Elizabeth Buckner said she gave the devices to the students without instructions so they could discover them on their own.
BY ADAM GORLICK
There's a school in the small Palestinian city of Qalqilya where students are sharing stories about soccer games, friendships and confrontations with Israeli soldiers.
One fourth-grader recalls the day he and two other boys were caught herding sheep too close to an Israeli settlement. The youngest of the three hid behind a rock. The oldest – a 17-year-old – told the fourth-grader to run away, but he stayed close. After a few questions from the soldier, the three boys regrouped with an understanding that what they assumed was a safe area was now clearly off-limits.
It's a child's view of the tensions between Israelis and Palestinians, and one that Elizabeth Buckner hopes will be shared in classrooms on both sides of the border to encourage peace through understanding.

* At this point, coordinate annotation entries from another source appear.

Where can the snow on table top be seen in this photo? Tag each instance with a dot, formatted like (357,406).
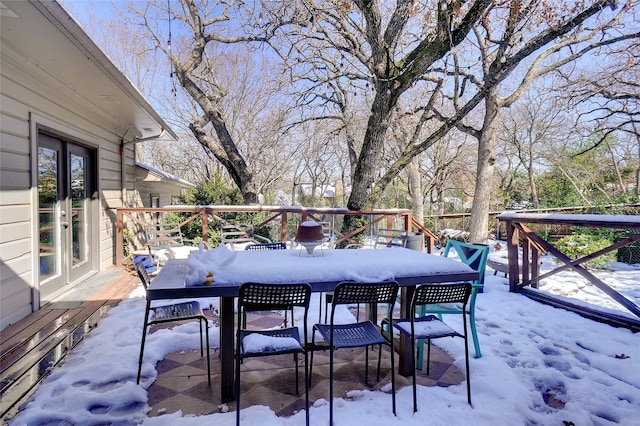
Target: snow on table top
(365,265)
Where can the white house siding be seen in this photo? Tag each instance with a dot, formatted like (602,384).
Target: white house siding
(53,75)
(25,102)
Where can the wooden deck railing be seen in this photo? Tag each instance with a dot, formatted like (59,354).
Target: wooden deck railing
(525,248)
(388,218)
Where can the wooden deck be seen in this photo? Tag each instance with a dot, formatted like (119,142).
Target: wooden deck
(32,347)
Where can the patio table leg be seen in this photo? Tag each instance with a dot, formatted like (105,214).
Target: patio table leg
(405,363)
(227,381)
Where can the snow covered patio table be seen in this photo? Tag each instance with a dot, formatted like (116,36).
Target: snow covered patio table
(323,272)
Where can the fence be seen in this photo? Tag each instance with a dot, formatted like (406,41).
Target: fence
(208,219)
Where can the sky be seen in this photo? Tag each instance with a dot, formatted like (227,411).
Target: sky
(529,349)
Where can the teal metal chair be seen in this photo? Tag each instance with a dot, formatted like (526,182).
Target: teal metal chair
(474,255)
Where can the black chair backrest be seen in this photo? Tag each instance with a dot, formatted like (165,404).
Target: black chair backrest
(350,292)
(266,246)
(441,293)
(142,274)
(259,296)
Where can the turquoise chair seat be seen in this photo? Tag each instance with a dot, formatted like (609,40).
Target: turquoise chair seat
(474,255)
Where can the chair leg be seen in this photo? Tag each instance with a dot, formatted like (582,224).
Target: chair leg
(466,357)
(419,362)
(331,386)
(366,365)
(201,339)
(379,361)
(474,333)
(295,358)
(144,338)
(428,355)
(413,360)
(208,354)
(393,378)
(238,387)
(306,387)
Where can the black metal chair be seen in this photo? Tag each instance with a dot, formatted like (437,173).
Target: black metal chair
(254,297)
(266,246)
(184,311)
(358,334)
(431,327)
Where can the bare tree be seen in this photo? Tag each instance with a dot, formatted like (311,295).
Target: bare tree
(530,127)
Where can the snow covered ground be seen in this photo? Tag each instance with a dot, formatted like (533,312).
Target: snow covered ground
(540,366)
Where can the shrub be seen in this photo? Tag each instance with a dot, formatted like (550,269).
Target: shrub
(579,245)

Buckner, a doctoral student at Stanford's School of Education, is spearheading a project to collect stories from Palestinian and Israeli children and turn them into audio slideshows that can be watched and listened to on handheld devices and distributed in the region's schools.

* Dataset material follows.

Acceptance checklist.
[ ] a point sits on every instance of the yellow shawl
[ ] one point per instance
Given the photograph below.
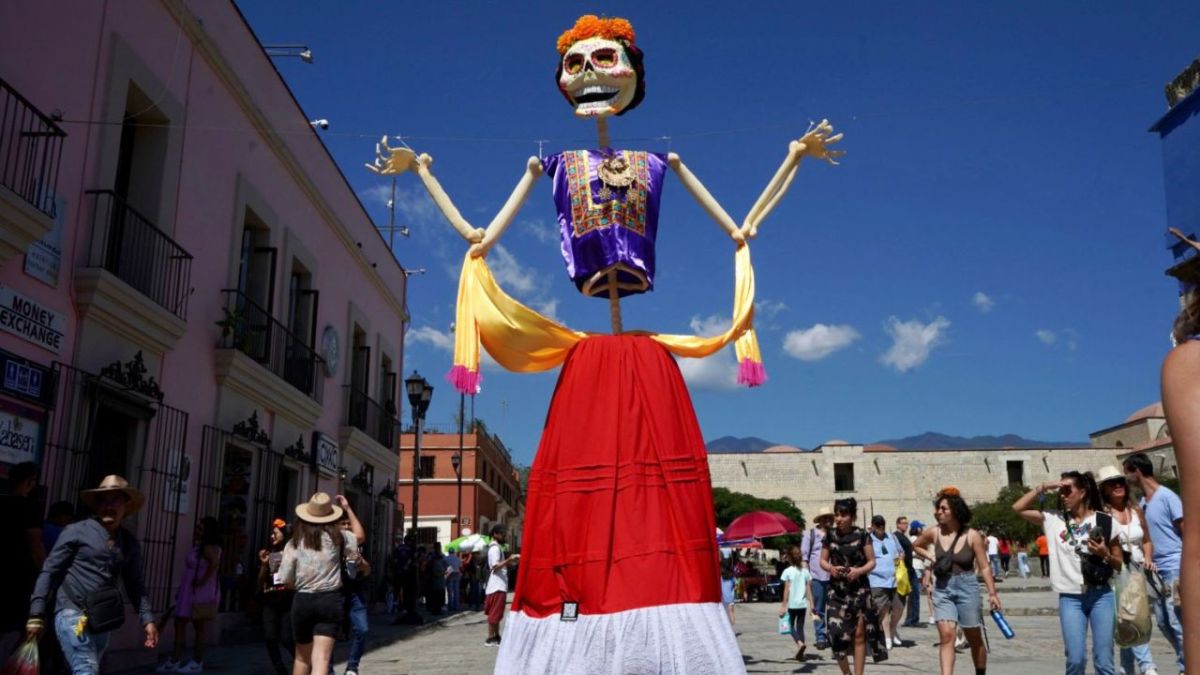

She's working with organizations that can broker deals between Israeli and Palestinian schools and help make the storytelling project part of each system's curriculum.
"I'm looking at mobile technology as a tool that could promote greater awareness between Israeli and Palestinian students," Buckner said. "It gives them stories from a personal perspective of the conflict."
The mobile devices include games that challenge players to use basic math skills, match shapes and strategize.
In a recent trip to Israel and the West Bank, Buckner and Paul Kim – the School of Education's chief technology officer – met with academics, peace advocates and school officials to discuss their ideas of using technology to foster positive relationships between Israeli and Palestinian children.
They also visited seven Palestinian schools and got students to record their stories on the handheld devices or write them down so they can be narrated and loaded on the machines later. The anecdotes ranged from humdrum tales of soccer games and picnics to stark descriptions of living in an unstable area.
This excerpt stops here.